На меня вдруг такое равнодушие нашло от человеческой подлости, что я совершенно спокойно стояла и смотрела на нее с ножом. Она постояла так немного и отошла.
Пока я мыла тарелки в тазу, мама примостилась рядом, сложив на груди руки, как полководец, и кричала, что ненавидит меня за мою внешность (!), за мой голос(!) и вообще за все.
Я ее, молча, слушала и совсем не уловила тот момент, когда она этим воспользовалась и, подкравшись, со всей силы ударила меня по лицу.

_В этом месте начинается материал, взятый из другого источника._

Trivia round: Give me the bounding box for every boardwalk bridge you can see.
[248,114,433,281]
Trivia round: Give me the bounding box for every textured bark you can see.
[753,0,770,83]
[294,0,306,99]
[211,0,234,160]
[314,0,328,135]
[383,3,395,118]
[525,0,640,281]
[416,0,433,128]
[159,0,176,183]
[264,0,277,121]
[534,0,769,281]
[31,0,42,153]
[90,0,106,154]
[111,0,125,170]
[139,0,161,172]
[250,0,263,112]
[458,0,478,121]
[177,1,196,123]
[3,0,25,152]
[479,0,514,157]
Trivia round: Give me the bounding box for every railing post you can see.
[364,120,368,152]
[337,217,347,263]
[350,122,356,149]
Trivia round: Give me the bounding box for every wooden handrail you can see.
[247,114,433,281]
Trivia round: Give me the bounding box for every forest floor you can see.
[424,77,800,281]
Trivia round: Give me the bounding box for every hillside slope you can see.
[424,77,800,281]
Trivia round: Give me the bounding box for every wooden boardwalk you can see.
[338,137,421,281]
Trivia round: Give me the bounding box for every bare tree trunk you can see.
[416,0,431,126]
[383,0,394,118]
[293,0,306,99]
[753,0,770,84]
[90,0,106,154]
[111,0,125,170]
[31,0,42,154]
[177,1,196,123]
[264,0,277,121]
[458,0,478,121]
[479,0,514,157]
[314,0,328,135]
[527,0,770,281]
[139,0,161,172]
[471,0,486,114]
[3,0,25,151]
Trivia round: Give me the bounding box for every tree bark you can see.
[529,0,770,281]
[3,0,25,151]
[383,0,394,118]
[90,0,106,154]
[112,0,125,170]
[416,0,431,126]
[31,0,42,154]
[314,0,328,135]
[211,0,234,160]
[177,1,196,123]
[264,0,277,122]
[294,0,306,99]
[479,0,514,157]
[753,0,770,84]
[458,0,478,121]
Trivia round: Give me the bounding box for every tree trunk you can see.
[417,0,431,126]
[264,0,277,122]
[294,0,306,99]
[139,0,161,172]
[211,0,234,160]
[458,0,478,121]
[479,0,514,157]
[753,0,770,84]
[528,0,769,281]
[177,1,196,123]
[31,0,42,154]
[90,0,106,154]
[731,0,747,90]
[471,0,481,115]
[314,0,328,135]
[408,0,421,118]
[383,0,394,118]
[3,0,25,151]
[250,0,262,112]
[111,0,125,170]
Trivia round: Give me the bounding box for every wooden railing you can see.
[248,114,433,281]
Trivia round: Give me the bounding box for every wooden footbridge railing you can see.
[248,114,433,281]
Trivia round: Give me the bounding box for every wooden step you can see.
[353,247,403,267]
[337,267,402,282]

Я ее оттолкнула от себя со словами:
— Я тебя слушаю, как дочь, а ты!
Это ее разозлило еще больше, и она продолжила меня лупить, не переставая выкрикивать ругательства.
Мне опять пришлось бежать.
Я даже на несколько минут выскочила под обстрел, с мыслью, что тут мне и настанет конец.
Но потом вспомнила о тебе, Дневник, одумалась и зашла обратно.
Мамаша кричала, что смерть — избавление! От голода и болезней. Избавление от недостатков и пороков! У нее случилась истерика!
Она говорила чужим, незнакомым голосом:
— Не могу видеть людей. Никого! Никаких!
Твердила, что хочет в лес или на остров. Туда, где цветы, деревья и ласковые звери, песок, вода. И главное — нет людей!
А у меня после всего еще сильнее заболели сердце и печень. Я еле двигаюсь. Сил нет!
Очевидно, в госпиталь мы поплетемся завтра.
Царевна.
18 февраля 2000
Утро
Солнце. Тает снег. Настоящий весенний день!
Я сделала зарядку: дышала по системе йогов.